A couple links of fresh, hot boudin really made the start to his day a good one the morning we stopped at Dago’s Mobil & Grocery in Lydia on the way to Cypremort Point. He got into boudin for breakfast about eight years ago during an early morning visit to Blanchard’s in Coteau Holmes on the way to Bayou Benoit Boat Landing.
Keith, 51, sipped his coffee each morning and took it all in. He is a man of few words, spoken or written.
Lake Dauterive-Fausse Pointe gave up some nice, nice bass just a few hours after a major, noisy cold front roared through the area Oct. 18. The clouds dispersed, however, to give way to a bluebird sky and you know what that means.
We pulled most of our keeper bass on spinnerbaits early off cypress trees in Lake Dauterive (thanks for the tip, Tee-Roy Savoy), then went to the Honey Hole and Little Dogleg before going to the cove near Peche Coulee, where we lunched on Braunschweiger sandwiches, and left for the Ceabon Canal and “back borrow pit” along the West Atchafalaya Basin Protection Levee.
The Shoopman Boys went on the other side of the levee the next day, to Miller’s Chute, Ruiz Canal and the Sugar Mill. Despite post-cold front conditions, the bass bit on crank baits and spinnerbaits, mostly.

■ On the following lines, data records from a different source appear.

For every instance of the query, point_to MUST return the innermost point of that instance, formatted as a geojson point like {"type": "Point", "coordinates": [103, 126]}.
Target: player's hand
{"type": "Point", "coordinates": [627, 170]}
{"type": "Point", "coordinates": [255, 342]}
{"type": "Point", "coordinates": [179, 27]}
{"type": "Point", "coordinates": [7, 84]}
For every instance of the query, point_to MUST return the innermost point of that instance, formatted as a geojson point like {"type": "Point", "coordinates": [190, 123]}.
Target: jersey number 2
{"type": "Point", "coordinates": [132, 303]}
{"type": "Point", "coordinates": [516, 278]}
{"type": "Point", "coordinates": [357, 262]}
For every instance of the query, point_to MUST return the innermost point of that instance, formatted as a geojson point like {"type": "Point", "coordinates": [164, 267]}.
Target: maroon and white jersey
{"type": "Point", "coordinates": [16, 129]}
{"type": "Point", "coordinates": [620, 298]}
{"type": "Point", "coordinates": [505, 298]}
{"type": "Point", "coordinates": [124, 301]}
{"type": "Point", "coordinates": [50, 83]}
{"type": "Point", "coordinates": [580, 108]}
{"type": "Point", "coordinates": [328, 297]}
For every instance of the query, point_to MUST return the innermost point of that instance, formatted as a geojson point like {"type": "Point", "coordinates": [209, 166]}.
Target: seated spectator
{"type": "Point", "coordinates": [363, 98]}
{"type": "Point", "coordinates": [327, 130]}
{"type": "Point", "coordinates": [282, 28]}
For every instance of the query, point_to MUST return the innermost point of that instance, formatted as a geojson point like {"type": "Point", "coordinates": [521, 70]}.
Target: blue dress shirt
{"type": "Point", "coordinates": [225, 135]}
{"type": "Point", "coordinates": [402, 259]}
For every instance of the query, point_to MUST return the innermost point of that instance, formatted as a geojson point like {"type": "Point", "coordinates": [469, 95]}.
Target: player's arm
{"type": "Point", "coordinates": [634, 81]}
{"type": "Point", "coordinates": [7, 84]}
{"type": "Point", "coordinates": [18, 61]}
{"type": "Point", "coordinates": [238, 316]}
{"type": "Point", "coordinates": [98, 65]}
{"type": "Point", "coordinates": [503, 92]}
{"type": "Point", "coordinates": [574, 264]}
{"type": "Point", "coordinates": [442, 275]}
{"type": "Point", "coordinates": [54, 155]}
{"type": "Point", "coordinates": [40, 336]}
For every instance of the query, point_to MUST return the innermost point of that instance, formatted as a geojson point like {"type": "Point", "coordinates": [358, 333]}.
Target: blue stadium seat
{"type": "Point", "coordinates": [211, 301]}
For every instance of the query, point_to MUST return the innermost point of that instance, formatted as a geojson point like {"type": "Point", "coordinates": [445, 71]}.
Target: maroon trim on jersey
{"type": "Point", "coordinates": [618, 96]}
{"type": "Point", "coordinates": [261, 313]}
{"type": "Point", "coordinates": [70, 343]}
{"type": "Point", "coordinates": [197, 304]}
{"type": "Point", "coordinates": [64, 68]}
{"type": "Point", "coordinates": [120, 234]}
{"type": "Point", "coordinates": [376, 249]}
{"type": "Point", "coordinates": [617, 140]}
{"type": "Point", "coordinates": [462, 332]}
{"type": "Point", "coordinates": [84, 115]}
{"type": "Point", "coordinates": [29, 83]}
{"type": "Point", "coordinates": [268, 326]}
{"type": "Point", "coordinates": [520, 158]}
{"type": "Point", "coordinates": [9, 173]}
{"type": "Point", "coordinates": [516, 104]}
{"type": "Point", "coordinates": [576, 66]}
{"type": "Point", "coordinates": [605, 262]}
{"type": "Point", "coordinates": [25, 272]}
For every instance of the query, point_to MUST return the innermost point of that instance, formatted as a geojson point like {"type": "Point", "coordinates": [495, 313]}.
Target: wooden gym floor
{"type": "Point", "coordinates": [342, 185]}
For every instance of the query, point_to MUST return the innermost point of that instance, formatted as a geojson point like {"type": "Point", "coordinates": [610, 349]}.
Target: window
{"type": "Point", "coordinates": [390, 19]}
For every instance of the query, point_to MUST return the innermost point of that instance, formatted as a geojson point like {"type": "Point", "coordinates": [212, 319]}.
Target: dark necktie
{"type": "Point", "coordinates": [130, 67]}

My brothers love the Atchafalaya Basin with its scenery that takes your breath away. They’ve spent many hours on previous outings fishing in Grevemberg, Rock Pile, Crew Boat Chute, Beau Bayou, Mama’s Pond and Sandy Cove Pit, all places that are impossible or difficult to access this month because of the prolonged low-water conditions.
But they got a highly scenic treat the next day when Mike Sinitiere took Bill in an aluminum bass boat borrowed from Malcolm Crochet of Loreauville (thanks, Malcolm) and Keith rode with me in my 17 1/2-foot aluminum bass boat with the recently rebuilt boat trailer. Sinitiere took us east of the Atchafalaya River to the Bayou Long area, where he and his partner caught dozens of bass on spinnerbaits and soft plastics and we all fed on Bill’s notorious homemade sandwich spread.
The time in the overflow swamp thrilled both brothers, especially Keith, who said he saw more alligators than ever while fishing on this trip. Unlike two years ago, when we broke down on the way to Oak Ridge, there was no mechanical breakdown.
Bill and Keith left a week ago today with three bags of speckled trout filet apiece. They also took more great memories of a special part of the country.
DON SHOOPMAN is outdoors editor of The Daily Iberian.